Well, he had that right. I walked into the cluttered living room and looked out the front window. At least I felt better on my feet. It was almost dark now. I wondered how, or if, I was going to get to work tomorrow. I could always call in sick, if the Bellamys had a telephone.
Which they didn’t.
I watched the black-and-white Augusta police car park next to the old Ford with the blown-out window, courtesy of my little adventure today. The cruiser was a 1941 Chevrolet Deluxe that had been stretched through the war years like everything else.
Ollie Wannamaker got out slowly and looked up at the roof of Mr. Bellamy’s house, somewhere above my head. I guessed he was looking at Mr. Garrett.
“I don’t got no weapons!” Ollie yelled, holding out both hands to show they were empty. He didn’t have his holster on.
Mr. Bellamy walked past me, out on to the porch. “Why don’t you come in and have some coffee, Ollie?”
Ollie walked slowly up to the porch and climbed the stairs. He followed Mr. Bellamy back into the house, then stopped to look me over. “I kind of thought you’d be here, Vernon.” Ollie seemed sad.
We walked into the dining room. The shotgun was still on the table, Mr. Neville sitting near it with his mouth set in a narrow line. Mr. Bellamy picked up the weapon and laid it in his lap as he sat down.
I didn’t understand the power here. Ollie didn’t have any jurisdiction out of town, but a cop was a cop. Mr. Bellamy was threatening him in a way that Ollie didn’t have to notice, officially speaking — something it never would have occurred to me to do. Mr. Bellamy waved Ollie and me to sit down before turning to his son. “Why don’t you go get us some coffee, Floyd?”
All the guns were making me nervous, and I wasn’t the one on the receiving end of their attention. I had to give Ollie credit for what he said next. “Don’t think you need to be armed here inside your own home, Mr. Bellamy.”

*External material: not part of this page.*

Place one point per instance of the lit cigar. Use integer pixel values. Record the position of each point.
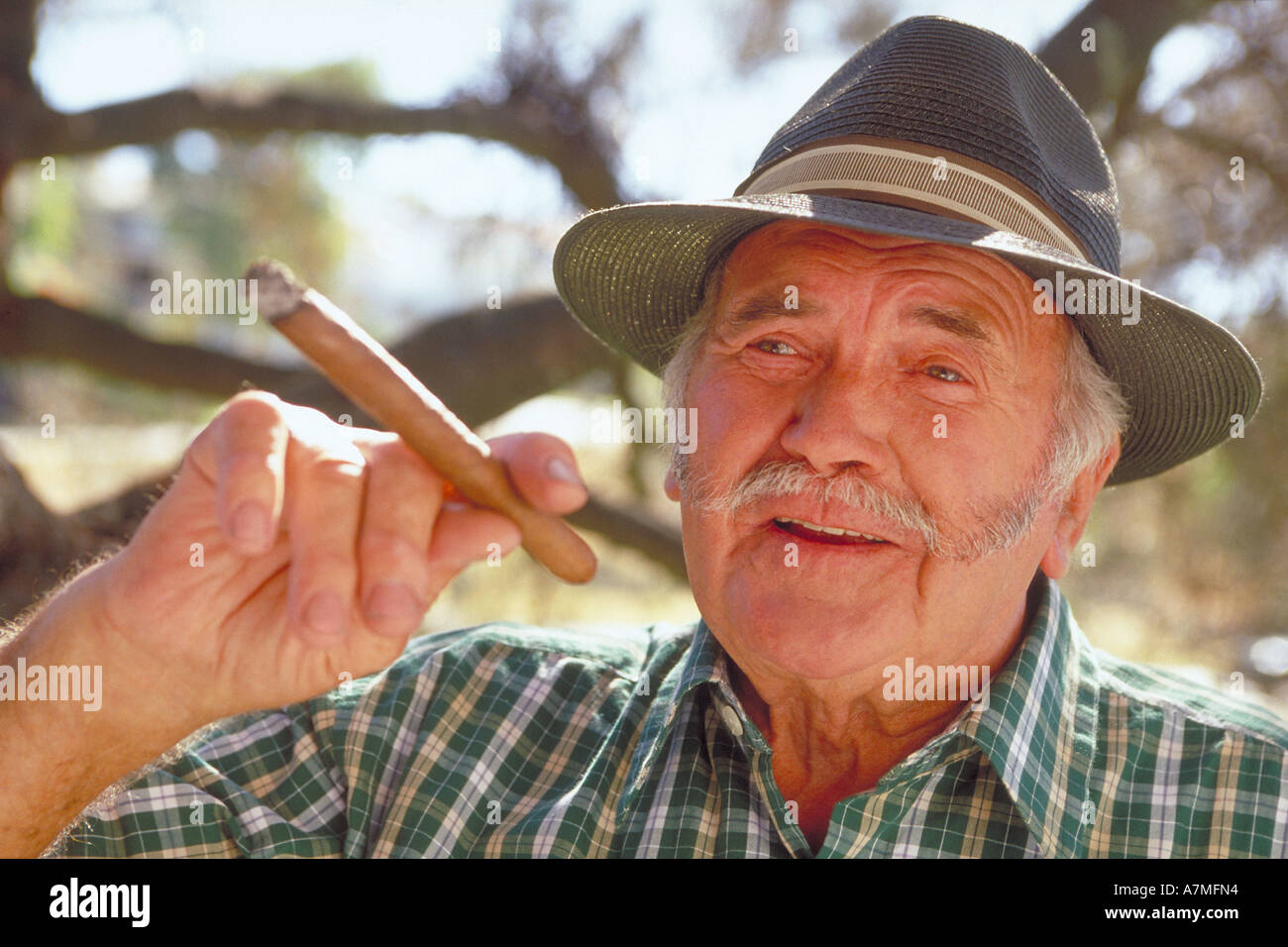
(364, 369)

“Been a lot of shooting in Butler County lately, Officer Wannamaker.”
“I see,” said Ollie.
There was an uncomfortable silence. After a long minute, I spoke up. “What brings you out here?”
“I was thinking you might be here, Vernon. We need to talk.”
Once again, it was about me. I glanced around the table. None of the men with guns were going to let me talk to Ollie alone, I could see that.
“What’s up?” I asked, wishing that Ollie could whisper secretly in my ear just like the computational rocket did.